◆第18回レパードS・G3(8月9日、新潟競馬場・ダート1800メートル)

 20歳を迎えた若武者が初タイトルへ導く。デビュー2年目の田山旺佑騎手=栗東・新谷功一厩舎=は先月20日が節目の誕生日。

レパードSでは砂の大物候補ショウナンバンライに騎乗する。2024年のセレクトセール1歳で2億円の値がついた素質馬で、ダートに矛先を向けた2走前の1勝クラスから手綱を任され2連勝。2戦ともに、好位から上がり最速の末脚で後続を5馬身突き放す横綱相撲だった。「走ることに前向きで、操縦性もいい。気持ちの強さがストロングポイントですね」と強さの源を語る。

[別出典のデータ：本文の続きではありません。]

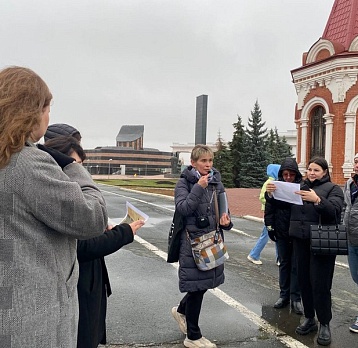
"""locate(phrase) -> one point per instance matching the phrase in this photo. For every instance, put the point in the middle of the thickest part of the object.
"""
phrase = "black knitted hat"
(57, 129)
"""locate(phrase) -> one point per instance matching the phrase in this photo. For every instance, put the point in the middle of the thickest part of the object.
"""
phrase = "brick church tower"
(327, 90)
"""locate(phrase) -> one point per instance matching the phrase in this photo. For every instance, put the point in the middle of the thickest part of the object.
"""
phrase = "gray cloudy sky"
(114, 62)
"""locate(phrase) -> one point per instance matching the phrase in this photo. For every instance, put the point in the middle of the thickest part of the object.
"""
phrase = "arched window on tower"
(318, 131)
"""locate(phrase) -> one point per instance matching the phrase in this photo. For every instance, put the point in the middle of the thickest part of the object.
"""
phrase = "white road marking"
(250, 315)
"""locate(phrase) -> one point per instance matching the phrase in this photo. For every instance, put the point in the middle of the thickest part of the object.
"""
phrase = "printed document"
(133, 214)
(285, 191)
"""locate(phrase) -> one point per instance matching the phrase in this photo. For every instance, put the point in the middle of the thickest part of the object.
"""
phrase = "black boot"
(307, 326)
(281, 303)
(297, 307)
(324, 335)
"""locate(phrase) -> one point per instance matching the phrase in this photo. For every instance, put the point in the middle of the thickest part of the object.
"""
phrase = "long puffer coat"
(191, 200)
(330, 208)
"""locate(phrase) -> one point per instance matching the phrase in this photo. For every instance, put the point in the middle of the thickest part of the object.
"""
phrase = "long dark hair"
(322, 163)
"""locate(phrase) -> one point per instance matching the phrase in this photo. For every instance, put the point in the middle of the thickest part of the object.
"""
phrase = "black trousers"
(315, 275)
(289, 287)
(190, 306)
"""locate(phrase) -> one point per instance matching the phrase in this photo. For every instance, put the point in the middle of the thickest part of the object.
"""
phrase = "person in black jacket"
(277, 221)
(93, 285)
(322, 201)
(194, 199)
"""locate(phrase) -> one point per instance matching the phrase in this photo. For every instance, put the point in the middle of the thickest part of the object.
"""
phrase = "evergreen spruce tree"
(271, 147)
(236, 150)
(255, 158)
(223, 162)
(277, 147)
(284, 149)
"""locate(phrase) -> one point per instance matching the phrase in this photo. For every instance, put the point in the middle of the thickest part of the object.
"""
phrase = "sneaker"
(180, 318)
(354, 326)
(256, 262)
(200, 343)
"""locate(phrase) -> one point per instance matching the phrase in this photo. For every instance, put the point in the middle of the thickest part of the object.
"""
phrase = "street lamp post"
(109, 167)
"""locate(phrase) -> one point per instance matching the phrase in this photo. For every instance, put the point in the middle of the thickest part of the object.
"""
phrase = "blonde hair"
(201, 150)
(23, 97)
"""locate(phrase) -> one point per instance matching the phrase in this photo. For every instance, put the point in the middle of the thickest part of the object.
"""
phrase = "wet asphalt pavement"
(239, 314)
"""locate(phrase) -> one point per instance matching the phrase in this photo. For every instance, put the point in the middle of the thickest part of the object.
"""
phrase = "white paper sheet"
(285, 191)
(133, 214)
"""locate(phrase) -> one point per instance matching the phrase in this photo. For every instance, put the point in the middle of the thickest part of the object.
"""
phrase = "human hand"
(309, 196)
(61, 159)
(225, 220)
(136, 225)
(270, 187)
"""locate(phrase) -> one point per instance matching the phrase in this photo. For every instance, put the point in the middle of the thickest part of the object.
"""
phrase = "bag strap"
(216, 205)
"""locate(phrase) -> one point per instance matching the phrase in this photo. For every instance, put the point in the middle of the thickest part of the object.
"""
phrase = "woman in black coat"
(194, 200)
(322, 200)
(277, 221)
(93, 285)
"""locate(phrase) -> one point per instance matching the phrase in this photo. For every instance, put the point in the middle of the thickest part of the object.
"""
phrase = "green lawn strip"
(154, 183)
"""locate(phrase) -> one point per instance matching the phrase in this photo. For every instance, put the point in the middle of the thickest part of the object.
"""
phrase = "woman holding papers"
(93, 284)
(194, 199)
(315, 272)
(46, 205)
(277, 222)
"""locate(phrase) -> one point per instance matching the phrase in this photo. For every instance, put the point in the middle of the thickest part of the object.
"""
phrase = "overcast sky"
(110, 63)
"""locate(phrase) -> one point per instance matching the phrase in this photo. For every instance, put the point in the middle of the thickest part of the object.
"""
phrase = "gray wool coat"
(191, 200)
(43, 210)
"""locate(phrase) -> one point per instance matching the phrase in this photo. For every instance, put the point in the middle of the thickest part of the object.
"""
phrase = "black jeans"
(315, 274)
(190, 306)
(289, 288)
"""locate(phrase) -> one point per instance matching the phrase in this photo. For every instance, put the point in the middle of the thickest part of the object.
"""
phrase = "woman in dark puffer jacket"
(194, 198)
(315, 272)
(277, 221)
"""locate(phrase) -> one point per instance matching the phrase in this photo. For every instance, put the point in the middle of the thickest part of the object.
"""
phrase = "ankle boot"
(308, 325)
(324, 335)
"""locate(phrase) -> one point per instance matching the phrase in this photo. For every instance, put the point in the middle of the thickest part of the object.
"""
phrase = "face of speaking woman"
(315, 172)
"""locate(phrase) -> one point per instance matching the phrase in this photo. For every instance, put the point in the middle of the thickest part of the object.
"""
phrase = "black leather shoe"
(308, 325)
(324, 335)
(281, 303)
(297, 307)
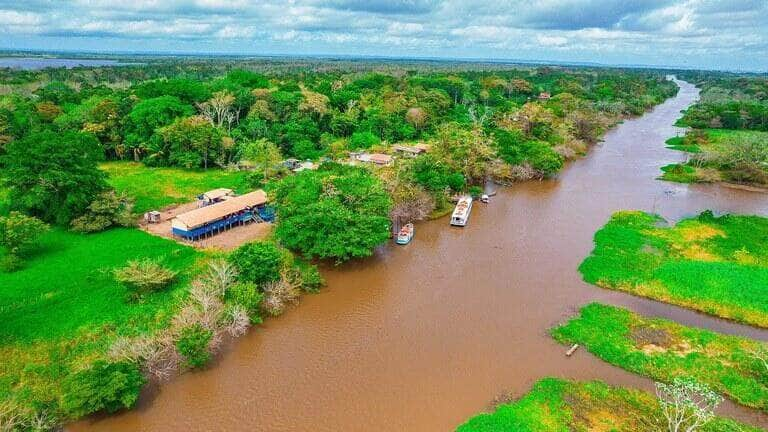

 今年はすでにルーキーイヤーの16勝の倍以上となる34勝を挙げ、今夏の小倉リーディングで9勝をマークして2位。ステップアップの要因は、デビューから本場の阪神、京都での騎乗にこだわり、全国リーディング上位の騎手に混じって技術を磨いてきたことだ。「自分の中でいい経験になっているし、今につながってきているのかな」と成長を実感する。自分が勝利したレースを振り返ることの多かった1年目と比べ、「自分にないものを取り入れたい」と他のジョッキーから学ぶ意識も強くなった。

 先月5日の北九州記念では、ハンデ50キロを生かして9番人気のジェニファーを格上挑戦で首差の2着に導いた。あと一歩で勝利を逃したが「ようやく、重賞のレベルでもやりたい競馬ができた。やっぱり自信になりました」と手応えを深めた一戦だった。

 砂でまだ底を見せていないバンライは、「重賞と言わず、一緒に行けるのならG1でも行きたいと思うくらいの馬です」とほれこむ逸材。西のホープと上がり馬のコンビが、真夏の新潟を熱くする。(山本 理貴)

 ○…ダート転向後は無傷3連勝で重賞初制覇を目指すショウナンバンライ。先月29日の栗東・坂路での1週前追い切りは、活気ある動きで54秒9―13秒0をマーク。重い馬場を力強く駆け上がった。松下調教師は「2回使ってきているのでサラッと。体も戻って体調も問題ない」と納得の表情。「競馬が上手だし、いいところで流れに乗ってひと脚を使える。左回りも大丈夫だと思う」と自信をのぞかせた。

 ◆田山 旺佑(たやま・おうすけ) 2006年7月20日、兵庫県生まれ。20歳。栗東・新谷功一厩舎所属。

25年3月1日の阪神4R(スマートビビット)でデビューし、同9日の阪神1R(ツキノアカリ)で初勝利。同年は16勝で中央競馬関西放送記者クラブ賞(関西所属騎手新人賞)を受賞。JRA通算814戦50勝。162・5センチ、47・8キロ。